I’ve enjoyed playing on Xbox live. Being able to jump easily into a game with friends is great. Delivering free demos to consoles is a wonderful idea: I’m much more likely to buy games I’ve already played just like buying DVDs of movies I’ve already seen. It would be nice to receive videos from videogame review sites too. The downloads from Live are extremely slow, they should really use a distributed system since they have a huge network of identical consoles. I wish Live had a way to organize friends into groups like I can on IM: coworkers, readers, random.
Money, money, money
This is what I hate the most about the new Xbox 360.
- Sure, you can buy a Core bundle for $299, which isn’t anymore than the last version, but it doesn’t come with a hard drive. The hard drive is a $30 SATA drive, but since it is for the Xbox it costs $99.
- The free Media Connect software is fully capable of streaming video, but you have to buy a Media Center PC to do it.
- Media Connect is using the open UPnP AV protocol, but you can’t use other UPnP software to stream to the Xbox
- Xbox Live costs extra – Didn’t I pay a huge entry fee by buying the console? Why do I have to pay a monthly fee just to use it?

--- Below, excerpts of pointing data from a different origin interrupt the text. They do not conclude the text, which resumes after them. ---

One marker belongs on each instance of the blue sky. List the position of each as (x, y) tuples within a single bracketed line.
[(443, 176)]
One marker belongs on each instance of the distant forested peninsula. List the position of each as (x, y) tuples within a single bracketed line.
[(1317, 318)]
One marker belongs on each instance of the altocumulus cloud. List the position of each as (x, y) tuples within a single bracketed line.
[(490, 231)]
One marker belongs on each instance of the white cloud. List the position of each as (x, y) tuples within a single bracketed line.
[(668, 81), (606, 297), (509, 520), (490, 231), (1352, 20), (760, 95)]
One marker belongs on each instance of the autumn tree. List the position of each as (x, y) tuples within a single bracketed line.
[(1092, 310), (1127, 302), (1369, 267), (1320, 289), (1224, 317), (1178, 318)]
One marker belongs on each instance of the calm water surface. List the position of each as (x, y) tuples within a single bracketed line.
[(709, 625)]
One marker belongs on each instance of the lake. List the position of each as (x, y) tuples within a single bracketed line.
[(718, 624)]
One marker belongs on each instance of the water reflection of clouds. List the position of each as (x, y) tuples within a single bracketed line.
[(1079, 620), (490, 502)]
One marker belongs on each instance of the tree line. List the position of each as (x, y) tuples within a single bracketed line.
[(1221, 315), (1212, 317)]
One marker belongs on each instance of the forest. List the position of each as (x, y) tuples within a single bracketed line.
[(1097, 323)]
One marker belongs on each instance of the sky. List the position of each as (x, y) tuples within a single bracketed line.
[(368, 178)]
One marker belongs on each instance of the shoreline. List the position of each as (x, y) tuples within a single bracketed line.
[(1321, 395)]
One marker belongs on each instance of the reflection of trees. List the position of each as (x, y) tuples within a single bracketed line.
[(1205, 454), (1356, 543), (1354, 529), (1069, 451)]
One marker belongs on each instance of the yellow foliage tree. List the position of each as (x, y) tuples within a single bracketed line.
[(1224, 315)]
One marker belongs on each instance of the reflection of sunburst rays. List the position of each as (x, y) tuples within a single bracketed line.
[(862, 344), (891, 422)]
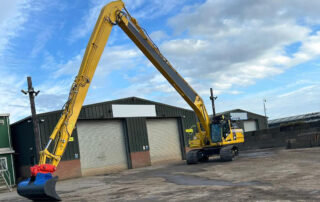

- Micropayments – Sure, these little bits of content aren’t worth much, but we are still going to make you pay for it.
The bottom line
Is the Xbox 360 worth buying? If you have prerequisites like an HDTV and a Media Center PC the Xbox 360’s support for these items will make it well worth your time. If you want to just use it as gaming system, it’s hard to justify the expense right now. Like most console launches, the titles aren’t that revolutionary. I think the best plan would be to wait till next year to make the purchase: the console will be cheaper, the selection of games will be broader, used games will be available, you’ll know the Playstation 3’s features, the Xbox 360 games will be making better use of the console’s power, Microsoft will have most of the bugs ironed out and you might be able to run Linux.